I actually liked the character of Nevare better in this one. It was a strange choice for Hobb to make her lead gain so much weight. In parts it reminded me of the Stephen King book Thinner. I thought she did a good job showcasing of feeling betrayed by your body. I also thought she did a fine job of changing the character just enough in response to his new hardships. I felt a sympathy for him that I didn't in the first.Although some things were way too repetitive. Baths and cleaning come to mind but mostly bread. Seriously don't read this book hungry. The prose describing his meals are beautifully constructed however it does get to be a bit much.When I started the first book I thought it was going to follow the Pocohantus route. I guess I should give credit that she didn't use that old formula. But I wonder if it would've made a better book. I instantly liked the scout characters and so much effort was used to observe them I thought for sure Nevare would become a scout. And I don't like the Specks. For a colonist vs natives story to work you usually need to like the natives. I liked the Plainsmen better. The Specks are maybe too different. Too weird. I do like the plague, how it's spread and why.And now for the bizarre. Trees being the contaners for souls isn't new. I thought that's where we were headed but I hoped to be wrong. I think what bothers me most about that is the lack of originality. Well and the following scene might be the worst I remember reading [spoilers removed] I think that's when I started to loose interest.The nudity and sexual content reminded me of cable. A cheap attention grabber. Some of it seemed to be writen by or for pre and early teen boys.I'm probably making it sound like I hated this book. I didn't. There are moments of brilliance. Hobb can definately write. It's more disappointment than hatred. Potentially it could've been much better. I will read the next book but because of the author.

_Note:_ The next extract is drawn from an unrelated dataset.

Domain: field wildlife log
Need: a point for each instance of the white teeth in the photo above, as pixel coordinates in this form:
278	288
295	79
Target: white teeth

The awful thing about trilogies is having to read through to the end of the third book to discover what happens, but while I might skim the last chapter of the next book in a shop, I doubt I will buy it. Forest Mage was such a disappointment, given how much I enjoyed Hobbs' earlier Farseer books—I found this novel repetitive and pedestrian. I never found myself liking Nevare, and for a number of personal reasons, the constant remarks about his weight made for uncomfortable reading. I felt twitchy and discomfited for all seven hundred odd pages—about two hundred of which could have been discarded anyway, with no loss to the plot or the characterisation. Hobb does do some interesting things with colonisation and ethnocentrism, but a lack of subtlety weakens her writing, not to mention that it sometimes takes Nevare dozens of pages to figure out something that the reader has already taken as a given.